Refreshing Amazon S3 bucket object cache - AWS Storage Gateway

Refreshing Amazon S3 bucket object cache

As your NFS or SMB client performs file system operations, your gateway maintains an inventory of the objects in the Amazon S3 object cache associated with your file share. Your gateway uses this cached inventory to reduce the latency and frequency of Amazon S3 requests. This operation does not import files into the S3 File Gateway cache storage. It only updates the cached inventory to reflect changes in the inventory of the objects in the Amazon S3 object cache.

To refresh the S3 bucket object cache for your file share, select the method that best fits your use case from the following list, then complete the corresponding procedure below.

Configure an automated cache refresh schedule using the Storage Gateway console

To configure an automated cache refresh schedule using the Storage Gateway console
  1. Open the Storage Gateway console at https://console.aws.amazon.com/storagegateway/home.

  2. Choose File shares.

  3. Choose the file share for which you want to configure the refresh schedule.
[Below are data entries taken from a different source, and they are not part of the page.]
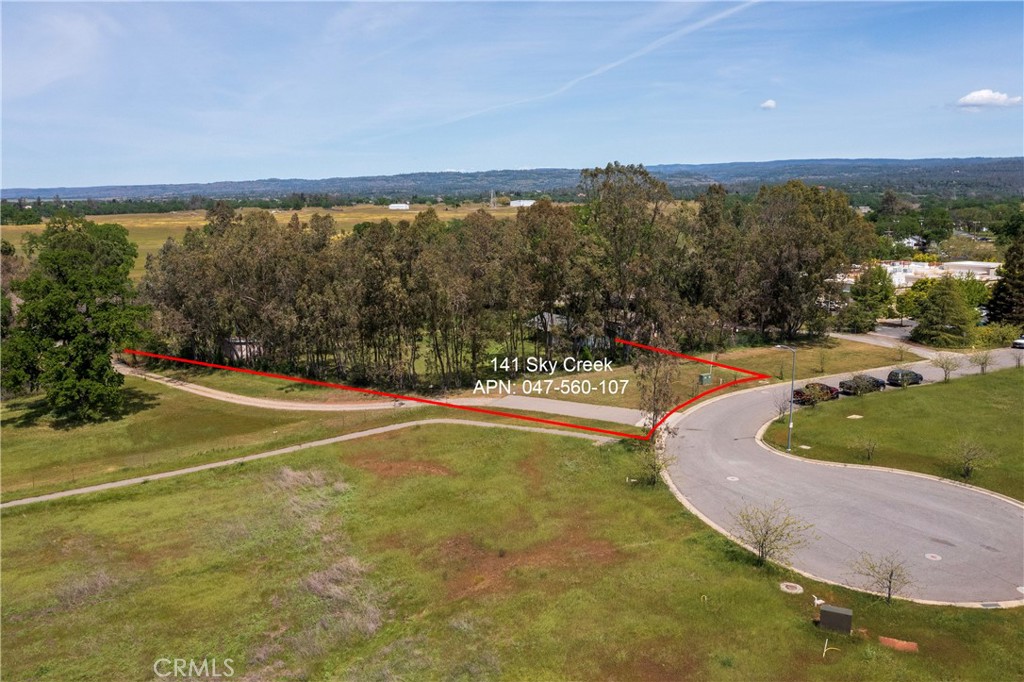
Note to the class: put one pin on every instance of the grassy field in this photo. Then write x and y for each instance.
(438, 553)
(840, 355)
(171, 429)
(151, 230)
(915, 429)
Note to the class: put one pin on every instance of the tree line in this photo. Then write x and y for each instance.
(426, 302)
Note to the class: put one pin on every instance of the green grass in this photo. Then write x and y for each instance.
(915, 429)
(494, 555)
(151, 230)
(173, 429)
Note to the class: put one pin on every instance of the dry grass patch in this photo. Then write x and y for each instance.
(470, 569)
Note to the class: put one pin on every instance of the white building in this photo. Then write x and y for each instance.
(905, 272)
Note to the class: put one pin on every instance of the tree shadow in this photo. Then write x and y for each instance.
(35, 412)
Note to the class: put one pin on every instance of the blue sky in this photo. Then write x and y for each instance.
(132, 93)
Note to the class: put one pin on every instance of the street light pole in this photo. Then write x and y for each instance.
(793, 386)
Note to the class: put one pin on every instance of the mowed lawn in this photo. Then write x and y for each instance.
(918, 428)
(170, 429)
(834, 355)
(442, 552)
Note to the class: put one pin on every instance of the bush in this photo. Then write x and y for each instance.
(994, 335)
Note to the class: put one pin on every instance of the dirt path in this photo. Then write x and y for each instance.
(520, 402)
(294, 449)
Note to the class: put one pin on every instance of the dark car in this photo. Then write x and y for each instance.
(904, 378)
(812, 393)
(861, 384)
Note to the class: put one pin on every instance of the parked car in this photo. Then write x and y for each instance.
(904, 378)
(861, 384)
(814, 392)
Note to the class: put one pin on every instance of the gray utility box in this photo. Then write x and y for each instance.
(837, 619)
  4. For Actions, choose Edit file share settings.

  5. For Automated cache refresh from S3 after, select the check box and set the time in days, hours, and minutes to refresh the file share's cache using Time To Live (TTL). TTL is the length of time since the last refresh after which access to the directory would cause the File Gateway to first refresh that directory's contents from the Amazon S3 bucket.

  6. Choose Save changes.

Configure an automated cache refresh schedule using AWS Lambda with an Amazon CloudWatch rule

To configure an automated cache refresh schedule using AWS Lambda with an Amazon CloudWatch rule
  1. Identify the S3 bucket used by the S3 File Gateway.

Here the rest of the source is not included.